Good Vibrations Records: o pequeno gigante do punk norte-irlandês

Nos anos 70, Belfast era uma cidade tão segura quanto Bagdá ou Cabul atualmente. A Irlanda do Norte, ou Ulster, sofria com uma onda de violência por motivos políticos e divergências religiosas que dividem o país até os dias atuais. A diferença é que depois de muitas mortes sem sentido, alguns acordos foram selados e a situação está bem mais tranquila, embora não totalmente resolvida.

Mas esse post não é sobre a política e a divisão religiosa do Ulster (confesso que não entendo muito bem o que realmente acontece por lá), mas sobre a Good Vibrations Records, o principal selo independente e maior responsável pela divulgação do punk norte-irlandês. A importância desse selo é tão grande que relatar sua história é também contar a história do punk naquele país.

rudi copy

O punk rock na Irlanda do Norte surgiu quase que ao mesmo tempo que na Inglaterra. Claro que a proximidade geográfica tem tudo a ver com isso. Mas também a situação político-social do Ulster deu sua “contribuição” ao colocar nas ruas uma geração de jovens sem perspectiva de futuro. “No future” na Irlanda do Norte dos anos 70 não era apenas verso de música. Para muitos jovens, entrar em grupos paramilitares (o IRA era apenas um deles, na verdade, existiam muitos) era o caminho natural. Morrer era muito fácil.
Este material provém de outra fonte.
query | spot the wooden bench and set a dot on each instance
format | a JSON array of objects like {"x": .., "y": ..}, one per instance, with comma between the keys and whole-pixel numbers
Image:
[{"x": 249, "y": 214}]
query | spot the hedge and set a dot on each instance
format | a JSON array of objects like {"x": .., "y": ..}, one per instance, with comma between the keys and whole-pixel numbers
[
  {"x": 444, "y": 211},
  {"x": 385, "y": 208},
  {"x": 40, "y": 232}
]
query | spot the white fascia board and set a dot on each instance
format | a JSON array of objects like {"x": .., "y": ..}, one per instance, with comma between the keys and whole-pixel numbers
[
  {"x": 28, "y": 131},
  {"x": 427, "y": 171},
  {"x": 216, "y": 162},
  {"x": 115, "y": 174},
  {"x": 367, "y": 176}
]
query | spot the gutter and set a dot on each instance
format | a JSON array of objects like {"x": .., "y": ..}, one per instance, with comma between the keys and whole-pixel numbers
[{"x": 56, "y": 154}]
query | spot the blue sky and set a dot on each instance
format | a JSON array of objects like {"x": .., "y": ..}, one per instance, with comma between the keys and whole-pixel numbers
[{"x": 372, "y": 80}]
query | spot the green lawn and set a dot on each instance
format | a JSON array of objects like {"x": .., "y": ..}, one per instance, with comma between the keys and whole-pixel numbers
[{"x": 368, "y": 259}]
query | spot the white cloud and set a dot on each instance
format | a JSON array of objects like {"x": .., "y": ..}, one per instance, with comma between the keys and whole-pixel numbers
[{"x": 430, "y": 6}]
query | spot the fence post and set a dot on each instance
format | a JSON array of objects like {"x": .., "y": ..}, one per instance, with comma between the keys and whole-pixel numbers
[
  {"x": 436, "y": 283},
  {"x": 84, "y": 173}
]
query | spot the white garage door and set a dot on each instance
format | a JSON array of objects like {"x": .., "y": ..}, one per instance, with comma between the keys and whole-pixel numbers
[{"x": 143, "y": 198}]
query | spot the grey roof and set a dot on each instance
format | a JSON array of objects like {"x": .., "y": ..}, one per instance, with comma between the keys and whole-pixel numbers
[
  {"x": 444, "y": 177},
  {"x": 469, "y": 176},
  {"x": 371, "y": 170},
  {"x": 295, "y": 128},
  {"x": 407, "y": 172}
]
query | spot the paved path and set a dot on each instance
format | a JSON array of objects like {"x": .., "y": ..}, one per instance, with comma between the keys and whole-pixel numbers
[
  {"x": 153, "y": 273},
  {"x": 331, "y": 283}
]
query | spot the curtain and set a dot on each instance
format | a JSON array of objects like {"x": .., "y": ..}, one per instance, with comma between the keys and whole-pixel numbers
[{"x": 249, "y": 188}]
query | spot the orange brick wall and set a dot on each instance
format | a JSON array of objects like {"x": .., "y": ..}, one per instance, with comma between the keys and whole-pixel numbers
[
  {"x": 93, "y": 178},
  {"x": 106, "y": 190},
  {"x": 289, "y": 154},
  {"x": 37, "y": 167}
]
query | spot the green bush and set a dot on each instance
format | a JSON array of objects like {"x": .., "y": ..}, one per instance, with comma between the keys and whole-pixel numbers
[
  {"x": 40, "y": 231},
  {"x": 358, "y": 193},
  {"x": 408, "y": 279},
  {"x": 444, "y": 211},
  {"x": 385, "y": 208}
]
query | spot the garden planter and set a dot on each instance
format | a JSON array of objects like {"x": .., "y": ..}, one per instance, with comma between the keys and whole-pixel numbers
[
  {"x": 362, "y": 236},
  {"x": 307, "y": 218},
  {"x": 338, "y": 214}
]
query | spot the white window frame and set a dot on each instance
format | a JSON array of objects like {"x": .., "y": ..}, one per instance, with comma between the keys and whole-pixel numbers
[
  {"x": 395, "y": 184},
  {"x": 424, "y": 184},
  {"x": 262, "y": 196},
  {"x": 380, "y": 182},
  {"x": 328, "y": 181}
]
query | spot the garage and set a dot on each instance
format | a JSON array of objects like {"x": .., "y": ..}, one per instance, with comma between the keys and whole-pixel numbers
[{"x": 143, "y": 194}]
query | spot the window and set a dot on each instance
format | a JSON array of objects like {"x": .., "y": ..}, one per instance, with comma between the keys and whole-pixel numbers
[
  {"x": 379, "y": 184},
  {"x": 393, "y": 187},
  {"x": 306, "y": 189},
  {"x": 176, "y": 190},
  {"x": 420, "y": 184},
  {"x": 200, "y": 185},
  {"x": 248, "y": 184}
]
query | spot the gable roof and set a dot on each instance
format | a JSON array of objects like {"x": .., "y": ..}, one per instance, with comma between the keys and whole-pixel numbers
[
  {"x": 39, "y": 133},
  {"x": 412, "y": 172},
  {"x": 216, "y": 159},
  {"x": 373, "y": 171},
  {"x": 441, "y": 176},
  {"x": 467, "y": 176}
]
Em tal cenário e com Londres a apenas alguns quilômetros, o punk rock, com toda sua agressividade, além de poder ser tocado com instrumentos baratos e em qualquer esquina ou garagem, naturalmente conquistou espaço e logo começaram a brotar bandas por todos os lados.

Uma característica bastante curiosa de muitos grupos do período inicial (76-78) do punk na Irlanda do Norte, era fazerem um som mais melódico, que oscilava entre o punk rock, o power pop e a new wave. Para isso contribuiu o fato de o glam rock de grupos como T-Rex, Sweet e New York Dolls fazerem bastante sucesso por lá.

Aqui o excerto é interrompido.